The result is one of the most important works I have ever selected for “F.I.L.M. of the Week.” I truly cannot urge enough people to watch “The Overnighters.” (Hint: As of publication, it is currently available to stream on Netflix.)

The film is equal parts inspiring and disheartening. In an election season where people of faith will turn a blind eye to religious intolerance if a candidate professes loyalty to the Bible over the Constitution, Lutheran pastor Jay Rienke’s efforts to live out the core Christian message of loving thy neighbor take on an outsized level of importance. A great deal of down-and-out workers drive up to his state in search of paying work, only to find that such jobs have become unattainable. Rather than let them suffer, Reinke opens the doors of his church in Williston, North Dakota, to help house and support these men.

But, of course, many in his community choose not to see his charity as providing any help. Motivated by fear, they impugn his aid as promoting indigence and vagrancy. The people of the town prove extremely hesitant to provide any sort of hand to these defeated jobseekers, hoping that maybe these migrant workers will just leave so that Williston can maintain some semblance of “home” to them.
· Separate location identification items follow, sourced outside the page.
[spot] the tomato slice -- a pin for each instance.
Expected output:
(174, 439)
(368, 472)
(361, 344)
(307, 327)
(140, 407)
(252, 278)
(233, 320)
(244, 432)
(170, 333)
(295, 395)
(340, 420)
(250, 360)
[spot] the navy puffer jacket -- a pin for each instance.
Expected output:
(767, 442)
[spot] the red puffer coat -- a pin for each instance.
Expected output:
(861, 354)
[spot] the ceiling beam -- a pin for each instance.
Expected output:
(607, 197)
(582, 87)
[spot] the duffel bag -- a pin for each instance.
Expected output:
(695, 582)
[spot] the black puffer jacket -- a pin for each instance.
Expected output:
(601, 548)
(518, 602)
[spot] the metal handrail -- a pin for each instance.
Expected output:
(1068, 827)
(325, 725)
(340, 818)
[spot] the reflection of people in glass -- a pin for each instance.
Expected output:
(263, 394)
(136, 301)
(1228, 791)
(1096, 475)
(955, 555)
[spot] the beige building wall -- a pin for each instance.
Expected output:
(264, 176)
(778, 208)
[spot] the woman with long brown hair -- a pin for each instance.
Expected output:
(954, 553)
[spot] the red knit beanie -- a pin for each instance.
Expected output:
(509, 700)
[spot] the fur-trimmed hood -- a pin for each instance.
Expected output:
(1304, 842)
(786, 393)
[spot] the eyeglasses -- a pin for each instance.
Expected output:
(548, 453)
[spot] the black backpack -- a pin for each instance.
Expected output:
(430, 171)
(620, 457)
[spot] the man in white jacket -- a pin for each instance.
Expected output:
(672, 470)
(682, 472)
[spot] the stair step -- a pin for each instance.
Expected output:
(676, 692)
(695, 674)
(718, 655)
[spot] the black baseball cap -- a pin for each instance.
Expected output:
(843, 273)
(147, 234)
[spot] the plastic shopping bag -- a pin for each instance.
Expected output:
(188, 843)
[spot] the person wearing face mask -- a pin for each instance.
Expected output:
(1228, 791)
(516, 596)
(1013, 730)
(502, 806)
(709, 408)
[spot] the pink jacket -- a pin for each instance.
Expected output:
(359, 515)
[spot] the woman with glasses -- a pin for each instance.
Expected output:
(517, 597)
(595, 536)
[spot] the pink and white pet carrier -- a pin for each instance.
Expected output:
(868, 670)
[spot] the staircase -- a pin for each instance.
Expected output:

Change that is not wholly positive for them is just not a change they are interested in making.

Reinke calls the migrant workers “a gift” while also acknowledging “a burden that comes along with it.” The back half of the film just becomes devastating to watch as that burden begins to subsume him. Rather than substantively debate what the community’s role should be in helping the helpless, the townspeople deploy small points and broad labels to divert attention away from addressing the real issues. (Sound familiar?) The betrayal of Williston and the fall from grace make for a literary-like American tragedy unfolding in real life. And anyone who watches “The Overnighters” ought to work their hardest to make sure that Moss’ film does not become an allegory for our nation as a whole in 2016.